Lawyers with the Toronto law firm Rochon Genova LLP served notice Wednesday to the ministries of social services and the attorney general, indicating that they plan to take legal action on behalf of the thousands of people whose data was compromised.
“The letter puts the government on notice that we will commence legal action in 60 days on behalf of the 45,000 people who are affected by the beach,” lawyer Ron Podolny, a partner at the firm, told CTV News Toronto.
The action stems from a breach on Dec. 20 last year at a Mississauga ODSP office. An email that was sent out to inform 100 members about changes to a web portal also contained an Excel spreadsheet listing the names, client identification numbers and email addresses of 45,000 ODSP clients.
The ministry has blamed the mistake on human error and has said that it is working to ensure that all 100 recipients delete the email. So far, 75 have complied, while 25 have not responded.
Those whose information was compromised were notified of the breach in a letter sent out about a month later.
Podolny said it’s up to the government to correct the situation.
“The government has to make it right,” Podolny told CTV News Toronto. “It has to fix the consequences of this data breach. It has to investigate who received this information and to make sure the information is deleted, to make sure that the information has not been forwarded or misused.”
Podolny said those affected should also be compensated for the distress the breach has caused
Reacting to news of the breach Tuesday, Minister of Children, Community and Social Services Lisa MacLeod said she has apologized for the breach.

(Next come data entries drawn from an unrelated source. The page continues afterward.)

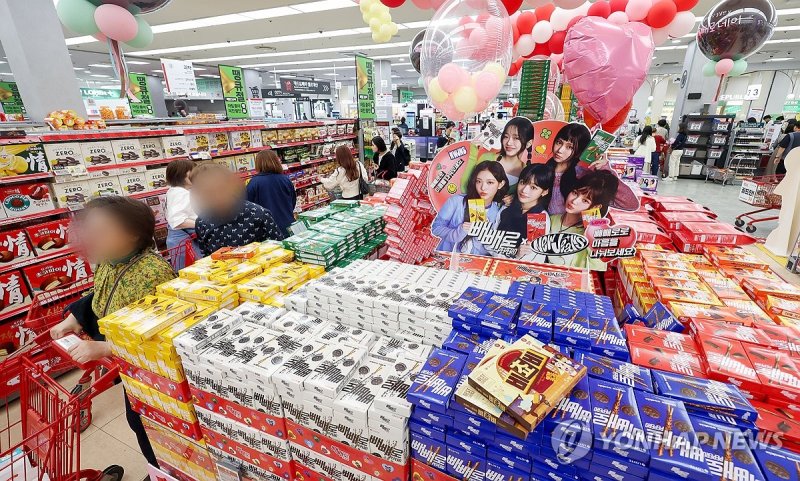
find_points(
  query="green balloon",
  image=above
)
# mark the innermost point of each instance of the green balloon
(144, 36)
(739, 66)
(78, 16)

“We have taken aggressive and decisive action and I have apologized to the 45,000 people who were part of the breach.”
She said it underlines the need to improve the government’s use of current technologies.
“It proves we need to reform our social assistance model to keep up with modern day technology,” MacLeod said.
MacLeod’s ministry did not return calls for comment on the lawsuit Wednesday. Neither did the Ministry of the Attorney General nor the Premier’s Office.